And I’m not saying I’m not keeping Philip’s spirit alive, but it’s more of a by-product than a goal, which makes it no less valuable. I’m writing for me, and if you get a sense of who Philip is through what I say, it’s because he is my muse and he’s helping me get to the truth that I’m trying so hard to recognize.
I don’t consider this blog a legacy for Philip, or for me. Much as it hurts to know Philip will live on for no one else the way he lives on with me, that’s not going to matter to me when I die. It’s now that I need to make matter, because now is where my experience is. I’m not concerned about being remembered after my death, because the only thing that’s going to matter when I die is what’s essential. And I don’t know what that is, but I bet it’s not the boxes of photos in my attic or the binders full of my writing. I know Natalie will always remember me. People who love me will remember me the way people who love Philip will remember him.
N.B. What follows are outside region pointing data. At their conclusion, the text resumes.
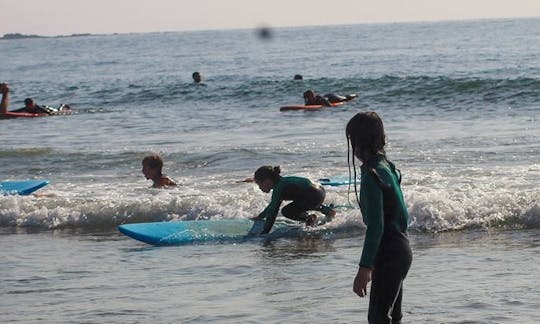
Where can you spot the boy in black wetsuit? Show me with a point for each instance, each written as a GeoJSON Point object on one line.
{"type": "Point", "coordinates": [305, 196]}
{"type": "Point", "coordinates": [386, 255]}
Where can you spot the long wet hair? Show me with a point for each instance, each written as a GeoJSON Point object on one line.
{"type": "Point", "coordinates": [365, 139]}
{"type": "Point", "coordinates": [154, 161]}
{"type": "Point", "coordinates": [268, 172]}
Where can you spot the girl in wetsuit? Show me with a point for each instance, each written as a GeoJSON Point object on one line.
{"type": "Point", "coordinates": [305, 196]}
{"type": "Point", "coordinates": [386, 255]}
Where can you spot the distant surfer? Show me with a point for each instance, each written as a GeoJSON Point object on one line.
{"type": "Point", "coordinates": [197, 77]}
{"type": "Point", "coordinates": [305, 195]}
{"type": "Point", "coordinates": [312, 98]}
{"type": "Point", "coordinates": [30, 106]}
{"type": "Point", "coordinates": [386, 255]}
{"type": "Point", "coordinates": [152, 170]}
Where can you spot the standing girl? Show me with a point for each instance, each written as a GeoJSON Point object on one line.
{"type": "Point", "coordinates": [386, 255]}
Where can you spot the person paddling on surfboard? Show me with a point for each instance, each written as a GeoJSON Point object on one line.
{"type": "Point", "coordinates": [30, 106]}
{"type": "Point", "coordinates": [312, 98]}
{"type": "Point", "coordinates": [305, 195]}
{"type": "Point", "coordinates": [152, 170]}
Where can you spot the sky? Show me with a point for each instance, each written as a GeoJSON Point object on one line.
{"type": "Point", "coordinates": [65, 17]}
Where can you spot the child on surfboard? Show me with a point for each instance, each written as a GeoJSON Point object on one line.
{"type": "Point", "coordinates": [305, 195]}
{"type": "Point", "coordinates": [152, 170]}
{"type": "Point", "coordinates": [386, 255]}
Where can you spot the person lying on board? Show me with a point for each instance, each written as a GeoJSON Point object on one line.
{"type": "Point", "coordinates": [305, 195]}
{"type": "Point", "coordinates": [152, 170]}
{"type": "Point", "coordinates": [312, 98]}
{"type": "Point", "coordinates": [29, 105]}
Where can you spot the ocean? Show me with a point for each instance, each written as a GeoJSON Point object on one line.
{"type": "Point", "coordinates": [460, 102]}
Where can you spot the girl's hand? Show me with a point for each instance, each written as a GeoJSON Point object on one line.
{"type": "Point", "coordinates": [361, 280]}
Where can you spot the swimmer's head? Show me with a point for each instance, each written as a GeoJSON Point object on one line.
{"type": "Point", "coordinates": [197, 77]}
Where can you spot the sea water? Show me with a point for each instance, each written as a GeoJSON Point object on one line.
{"type": "Point", "coordinates": [460, 102]}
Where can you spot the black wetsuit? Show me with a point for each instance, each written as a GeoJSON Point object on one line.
{"type": "Point", "coordinates": [305, 196]}
{"type": "Point", "coordinates": [386, 246]}
{"type": "Point", "coordinates": [36, 110]}
{"type": "Point", "coordinates": [319, 100]}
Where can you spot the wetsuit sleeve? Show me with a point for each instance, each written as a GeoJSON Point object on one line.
{"type": "Point", "coordinates": [373, 215]}
{"type": "Point", "coordinates": [271, 211]}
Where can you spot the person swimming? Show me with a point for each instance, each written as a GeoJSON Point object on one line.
{"type": "Point", "coordinates": [152, 170]}
{"type": "Point", "coordinates": [197, 77]}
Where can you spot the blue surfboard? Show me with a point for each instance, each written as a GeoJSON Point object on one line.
{"type": "Point", "coordinates": [187, 232]}
{"type": "Point", "coordinates": [24, 187]}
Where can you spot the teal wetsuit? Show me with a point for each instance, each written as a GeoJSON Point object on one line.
{"type": "Point", "coordinates": [386, 247]}
{"type": "Point", "coordinates": [305, 196]}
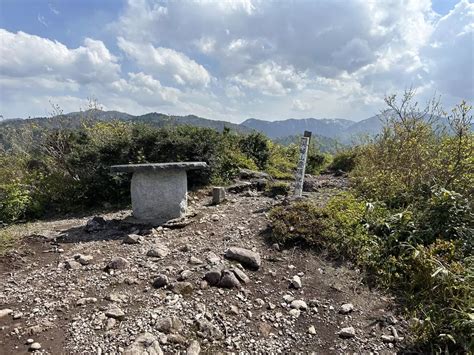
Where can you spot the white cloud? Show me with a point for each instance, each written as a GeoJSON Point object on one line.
{"type": "Point", "coordinates": [250, 58]}
{"type": "Point", "coordinates": [270, 78]}
{"type": "Point", "coordinates": [299, 105]}
{"type": "Point", "coordinates": [165, 61]}
{"type": "Point", "coordinates": [25, 55]}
Then one day they won’t because we’ll have faded into time. That’s the truth of life going on. However long I am or am not remembered after I die changes nothing.
There was an evening last week where gray, saturated clouds crowded the sky and trees danced frantically in a whirring wind. I took my dogs for a walk because if a storm was coming, I wanted to be part of it. When I reached the corner, I stopped and looked up. Philip, where are you? I asked. I’m right here, mom, he answered, like he always does. Do the clouds have something to say to me? Just watch, he said. So I watched for a while, watched one tiny puff of white cloud holding its own among the gray, and there it was again – Light vs. Dark, the unending story. And he wanted me to think about that vast, unknowable space that we can’t live without. There would be nothing if there was no space because where could anything be? But what’s it mean, I asked him? What is this? Think about it mom, he said. Just keep thinking.
Next day I saw my neighbor, a woman I haven’t spoken to often, but who’s easy to approach and quick to ask how you are. Our dogs sniffed around while we talked about the garden apartments we live in, and I was surprised to hear her say she wanted to move, that there were things about the place that were troubling her. I’d like to move back to Montclair, I told her. But here I am for now, so I try to make my apartment what I want it to be, because that’s what matters most about this place. She looked at me a moment. “You know, I saw you the other day,” she said. “I was outside, and I was really cranky about all this. You were standing across the street, looking at the sky. You looked so peaceful, so full of serenity. I watched you a while, then I went inside. And I felt better.”
I’d say that’s one hell of a by-product.